Admittedly, with all this to consider, yoga gets far more confusing. We can’t just look at an image and say we have achieved the pose when it looks “picture-perfect”. We have to feel the pose for ourselves and chart our own unique course.
Further muddling the situation is that compression doesn’t hurt; it just stops you. The compression we may feel in our poses is often unobtrusive. This “springy” or “bouncy” sensation that often accompanies a compression point doesn’t have the menacing or perilous “warning” that muscle tautness has. Because of this harmless sensation, we are often given the falsifying hope that we can just push through and eventually achieve a pose if we just keep practicing.
Of course, we are all hesitant to strain or tear a muscle in a pose and this, in turn, makes us more cautious with our muscle tautness. But should we also be paying attention in our poses to the unassuming compression sensations of bone and soft tissue?
Bernie Clark, a student-turned-colleague of Paul Grilley’s says we should. If you are looking for extensive research on the subject of skeletal variation, Clark’s books are mind-expanding tools.
But wait - isn’t this a bummer? That some poses are just not achievable for certain bodies?
Not at all!
The good news is that the competitiveness of yoga evaporates with this new perspective. With this understanding of skeletal variation and compression, an asana practice takes a more intimate and exploratory course filled with curiosity and a desire to understand the function of poses.
There is no need to compare your yoga to others - to mimic or compete - because your yoga is supposed to look different from others. Your version of the poses should be unique – because you are unique!

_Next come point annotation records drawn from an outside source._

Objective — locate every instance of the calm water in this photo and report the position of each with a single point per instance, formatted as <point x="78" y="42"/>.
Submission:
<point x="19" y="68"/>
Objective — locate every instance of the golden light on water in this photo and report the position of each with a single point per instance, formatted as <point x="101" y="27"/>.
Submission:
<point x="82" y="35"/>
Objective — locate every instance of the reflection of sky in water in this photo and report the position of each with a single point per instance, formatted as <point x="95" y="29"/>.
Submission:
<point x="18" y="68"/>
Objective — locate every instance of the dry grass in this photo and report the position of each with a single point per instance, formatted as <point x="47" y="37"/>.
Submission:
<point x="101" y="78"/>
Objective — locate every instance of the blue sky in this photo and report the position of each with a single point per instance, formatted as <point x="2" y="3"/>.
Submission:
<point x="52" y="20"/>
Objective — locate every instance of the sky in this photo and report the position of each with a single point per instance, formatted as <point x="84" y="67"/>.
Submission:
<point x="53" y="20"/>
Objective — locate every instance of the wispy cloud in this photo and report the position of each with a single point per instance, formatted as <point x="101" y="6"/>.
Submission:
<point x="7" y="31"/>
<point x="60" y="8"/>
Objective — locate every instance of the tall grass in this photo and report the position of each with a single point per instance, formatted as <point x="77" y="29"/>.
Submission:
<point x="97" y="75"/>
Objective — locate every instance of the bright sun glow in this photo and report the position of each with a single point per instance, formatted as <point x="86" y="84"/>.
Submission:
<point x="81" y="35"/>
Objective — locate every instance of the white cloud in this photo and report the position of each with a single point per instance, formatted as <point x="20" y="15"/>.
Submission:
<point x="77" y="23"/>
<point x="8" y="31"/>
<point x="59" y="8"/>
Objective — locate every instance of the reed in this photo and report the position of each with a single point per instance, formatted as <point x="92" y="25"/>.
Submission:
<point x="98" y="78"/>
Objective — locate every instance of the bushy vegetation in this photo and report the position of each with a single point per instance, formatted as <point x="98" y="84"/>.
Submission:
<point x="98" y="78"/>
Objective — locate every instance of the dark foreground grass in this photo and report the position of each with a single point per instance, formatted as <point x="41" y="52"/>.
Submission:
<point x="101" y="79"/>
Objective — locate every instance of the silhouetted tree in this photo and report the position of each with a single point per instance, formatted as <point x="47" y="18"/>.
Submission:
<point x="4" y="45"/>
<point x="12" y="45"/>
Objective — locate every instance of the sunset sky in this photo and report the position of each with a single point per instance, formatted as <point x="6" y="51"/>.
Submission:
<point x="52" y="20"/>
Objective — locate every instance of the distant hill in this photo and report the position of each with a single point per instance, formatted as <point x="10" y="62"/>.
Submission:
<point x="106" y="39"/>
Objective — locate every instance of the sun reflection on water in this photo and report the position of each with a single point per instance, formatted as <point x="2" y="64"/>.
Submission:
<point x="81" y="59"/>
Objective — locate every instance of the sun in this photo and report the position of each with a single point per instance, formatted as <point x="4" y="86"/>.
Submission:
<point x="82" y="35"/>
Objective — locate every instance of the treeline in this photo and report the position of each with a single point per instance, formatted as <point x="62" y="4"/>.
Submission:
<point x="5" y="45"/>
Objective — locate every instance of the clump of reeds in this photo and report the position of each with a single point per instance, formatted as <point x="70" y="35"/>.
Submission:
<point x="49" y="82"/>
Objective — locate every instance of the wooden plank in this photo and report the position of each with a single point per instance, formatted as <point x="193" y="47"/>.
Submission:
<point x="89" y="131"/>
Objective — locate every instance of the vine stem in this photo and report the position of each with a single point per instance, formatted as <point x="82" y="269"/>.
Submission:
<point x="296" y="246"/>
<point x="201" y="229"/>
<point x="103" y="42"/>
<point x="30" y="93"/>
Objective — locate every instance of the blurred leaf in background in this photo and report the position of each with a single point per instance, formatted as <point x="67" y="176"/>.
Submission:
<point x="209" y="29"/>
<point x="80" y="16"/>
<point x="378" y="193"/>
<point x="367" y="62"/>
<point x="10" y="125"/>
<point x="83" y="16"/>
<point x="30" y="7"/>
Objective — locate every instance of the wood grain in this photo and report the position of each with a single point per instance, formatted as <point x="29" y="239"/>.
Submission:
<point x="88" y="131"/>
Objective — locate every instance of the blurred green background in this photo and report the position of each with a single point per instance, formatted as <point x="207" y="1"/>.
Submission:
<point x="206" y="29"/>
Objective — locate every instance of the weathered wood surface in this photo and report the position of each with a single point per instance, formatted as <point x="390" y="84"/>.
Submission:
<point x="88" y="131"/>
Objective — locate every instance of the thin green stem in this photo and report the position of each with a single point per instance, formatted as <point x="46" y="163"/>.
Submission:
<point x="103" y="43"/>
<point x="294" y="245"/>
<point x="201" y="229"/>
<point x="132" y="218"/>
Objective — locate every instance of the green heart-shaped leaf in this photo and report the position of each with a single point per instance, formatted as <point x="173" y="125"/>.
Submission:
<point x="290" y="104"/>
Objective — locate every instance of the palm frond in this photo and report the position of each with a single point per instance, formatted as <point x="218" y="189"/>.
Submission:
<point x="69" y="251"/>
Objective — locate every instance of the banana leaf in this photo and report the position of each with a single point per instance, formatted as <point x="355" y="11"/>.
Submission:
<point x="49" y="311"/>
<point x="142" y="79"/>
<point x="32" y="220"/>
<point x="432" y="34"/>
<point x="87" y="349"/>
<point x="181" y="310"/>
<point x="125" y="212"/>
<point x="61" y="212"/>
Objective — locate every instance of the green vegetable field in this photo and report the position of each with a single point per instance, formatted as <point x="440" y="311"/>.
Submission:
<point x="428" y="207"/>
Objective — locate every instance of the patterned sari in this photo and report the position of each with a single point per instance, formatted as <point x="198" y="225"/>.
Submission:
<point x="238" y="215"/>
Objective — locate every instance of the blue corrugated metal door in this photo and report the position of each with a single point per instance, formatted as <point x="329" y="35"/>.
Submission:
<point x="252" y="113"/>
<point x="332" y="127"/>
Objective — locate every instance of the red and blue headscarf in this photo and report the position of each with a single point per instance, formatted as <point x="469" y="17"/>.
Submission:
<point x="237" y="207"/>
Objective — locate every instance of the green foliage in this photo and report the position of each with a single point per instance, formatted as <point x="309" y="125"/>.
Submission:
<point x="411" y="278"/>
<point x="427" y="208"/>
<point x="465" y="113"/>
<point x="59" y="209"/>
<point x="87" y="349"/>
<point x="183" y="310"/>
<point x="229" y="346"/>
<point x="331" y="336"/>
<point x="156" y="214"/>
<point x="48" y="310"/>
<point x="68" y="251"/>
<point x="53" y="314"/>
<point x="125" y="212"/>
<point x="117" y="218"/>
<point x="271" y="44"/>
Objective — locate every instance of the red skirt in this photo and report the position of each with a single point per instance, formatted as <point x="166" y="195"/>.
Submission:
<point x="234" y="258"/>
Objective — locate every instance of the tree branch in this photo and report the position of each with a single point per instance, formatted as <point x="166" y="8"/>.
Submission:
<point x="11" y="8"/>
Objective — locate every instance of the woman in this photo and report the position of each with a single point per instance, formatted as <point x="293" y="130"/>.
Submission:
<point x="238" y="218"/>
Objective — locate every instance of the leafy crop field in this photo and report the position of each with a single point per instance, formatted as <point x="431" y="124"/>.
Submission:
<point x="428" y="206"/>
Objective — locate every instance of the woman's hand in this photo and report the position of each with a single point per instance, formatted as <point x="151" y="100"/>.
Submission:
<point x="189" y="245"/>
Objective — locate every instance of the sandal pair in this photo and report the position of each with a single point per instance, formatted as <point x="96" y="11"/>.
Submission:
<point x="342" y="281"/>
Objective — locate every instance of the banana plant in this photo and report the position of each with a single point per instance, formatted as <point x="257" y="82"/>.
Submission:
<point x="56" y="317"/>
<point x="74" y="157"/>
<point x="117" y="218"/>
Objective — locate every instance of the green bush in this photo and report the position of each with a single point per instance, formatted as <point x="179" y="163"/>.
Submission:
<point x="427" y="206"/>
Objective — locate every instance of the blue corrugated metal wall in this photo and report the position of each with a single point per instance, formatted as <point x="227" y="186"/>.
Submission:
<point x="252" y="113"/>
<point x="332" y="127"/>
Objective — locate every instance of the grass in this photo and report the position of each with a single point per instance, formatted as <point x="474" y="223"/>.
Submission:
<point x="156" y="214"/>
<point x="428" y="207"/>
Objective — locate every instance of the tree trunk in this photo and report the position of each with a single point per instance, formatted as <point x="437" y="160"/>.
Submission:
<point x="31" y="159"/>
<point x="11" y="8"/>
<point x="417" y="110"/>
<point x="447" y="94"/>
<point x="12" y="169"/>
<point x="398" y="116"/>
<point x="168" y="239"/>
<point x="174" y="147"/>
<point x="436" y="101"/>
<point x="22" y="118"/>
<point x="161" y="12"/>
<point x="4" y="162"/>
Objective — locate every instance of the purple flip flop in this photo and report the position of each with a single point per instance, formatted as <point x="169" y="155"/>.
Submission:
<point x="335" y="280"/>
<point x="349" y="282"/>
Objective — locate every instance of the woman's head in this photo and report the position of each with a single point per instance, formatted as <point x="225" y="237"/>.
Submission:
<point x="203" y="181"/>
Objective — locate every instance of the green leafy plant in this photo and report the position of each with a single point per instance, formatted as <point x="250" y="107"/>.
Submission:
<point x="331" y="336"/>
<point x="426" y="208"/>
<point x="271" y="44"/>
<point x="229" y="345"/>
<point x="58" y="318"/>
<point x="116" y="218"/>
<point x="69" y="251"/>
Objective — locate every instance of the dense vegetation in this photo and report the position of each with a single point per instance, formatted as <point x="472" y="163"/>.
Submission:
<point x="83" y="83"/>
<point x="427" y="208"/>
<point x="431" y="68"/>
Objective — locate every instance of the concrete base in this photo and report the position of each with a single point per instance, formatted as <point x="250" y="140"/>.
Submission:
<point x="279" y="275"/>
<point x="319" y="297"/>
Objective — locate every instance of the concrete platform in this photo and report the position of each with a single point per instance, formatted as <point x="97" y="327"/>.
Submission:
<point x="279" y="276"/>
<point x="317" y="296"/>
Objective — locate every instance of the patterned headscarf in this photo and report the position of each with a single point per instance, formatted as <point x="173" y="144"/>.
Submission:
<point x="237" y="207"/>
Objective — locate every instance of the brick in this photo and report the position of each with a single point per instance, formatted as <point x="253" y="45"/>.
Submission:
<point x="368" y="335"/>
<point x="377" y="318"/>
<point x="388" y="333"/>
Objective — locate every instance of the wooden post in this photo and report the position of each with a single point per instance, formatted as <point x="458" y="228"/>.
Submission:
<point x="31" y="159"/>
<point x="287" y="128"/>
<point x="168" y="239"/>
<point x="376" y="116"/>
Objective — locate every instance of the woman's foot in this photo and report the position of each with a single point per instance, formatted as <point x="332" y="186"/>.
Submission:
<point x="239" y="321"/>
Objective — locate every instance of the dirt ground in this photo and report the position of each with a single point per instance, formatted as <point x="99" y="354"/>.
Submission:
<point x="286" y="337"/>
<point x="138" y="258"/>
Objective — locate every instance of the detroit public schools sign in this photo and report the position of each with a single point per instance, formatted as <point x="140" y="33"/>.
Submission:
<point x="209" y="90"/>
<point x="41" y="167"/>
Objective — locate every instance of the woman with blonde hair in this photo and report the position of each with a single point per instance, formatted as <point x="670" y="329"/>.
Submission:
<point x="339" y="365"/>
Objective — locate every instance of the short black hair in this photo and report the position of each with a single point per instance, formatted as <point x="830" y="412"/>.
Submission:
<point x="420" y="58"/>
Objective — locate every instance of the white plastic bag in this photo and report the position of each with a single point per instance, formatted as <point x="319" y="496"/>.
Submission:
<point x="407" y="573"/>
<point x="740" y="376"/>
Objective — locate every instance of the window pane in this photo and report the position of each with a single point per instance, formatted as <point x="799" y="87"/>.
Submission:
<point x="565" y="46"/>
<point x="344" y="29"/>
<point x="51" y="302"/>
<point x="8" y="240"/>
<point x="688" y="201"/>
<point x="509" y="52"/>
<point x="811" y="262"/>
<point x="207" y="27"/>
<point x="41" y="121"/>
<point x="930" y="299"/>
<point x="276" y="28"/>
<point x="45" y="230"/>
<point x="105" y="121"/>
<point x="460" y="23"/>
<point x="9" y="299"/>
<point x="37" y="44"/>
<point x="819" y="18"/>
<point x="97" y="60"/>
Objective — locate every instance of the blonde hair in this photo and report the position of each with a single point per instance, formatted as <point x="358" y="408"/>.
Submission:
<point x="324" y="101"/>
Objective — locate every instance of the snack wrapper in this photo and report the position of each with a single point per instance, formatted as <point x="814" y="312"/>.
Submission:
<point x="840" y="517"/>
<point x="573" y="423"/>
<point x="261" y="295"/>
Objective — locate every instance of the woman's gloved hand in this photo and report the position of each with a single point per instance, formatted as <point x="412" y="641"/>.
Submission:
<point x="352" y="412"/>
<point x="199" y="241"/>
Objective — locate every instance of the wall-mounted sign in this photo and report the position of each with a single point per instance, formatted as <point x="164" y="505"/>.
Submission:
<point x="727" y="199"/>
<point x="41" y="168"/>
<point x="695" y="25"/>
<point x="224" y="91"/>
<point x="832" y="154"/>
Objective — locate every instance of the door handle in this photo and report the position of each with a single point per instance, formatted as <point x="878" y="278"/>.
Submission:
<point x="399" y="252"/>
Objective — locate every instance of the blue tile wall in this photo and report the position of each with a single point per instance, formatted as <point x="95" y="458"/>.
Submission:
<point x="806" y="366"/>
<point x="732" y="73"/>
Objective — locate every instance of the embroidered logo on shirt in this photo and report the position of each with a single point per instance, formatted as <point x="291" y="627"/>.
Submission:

We cannot get lost in what a pose looks like; we must be more absorbed in what our yoga feels like. And the beauty of this tactic is that feeling our poses to achieve their functionality calms the mind much more than striving to make the pose look a certain way.
Yoga becomes a personal quest and not just choreography. The goal is to discover what works for your body and not someone else’s body.
What a journey that is: focusing on the internal and not the external of an asana practice.
Considering the bones in our yoga practices grounds us. It brings us back from any lofty pursuits we may have had for our bodies in regards to asana and teaches us that we will always experience limiting factors, but working with what we have and celebrating our uniqueness are pursuits most likely to offer us the true peace of yoga.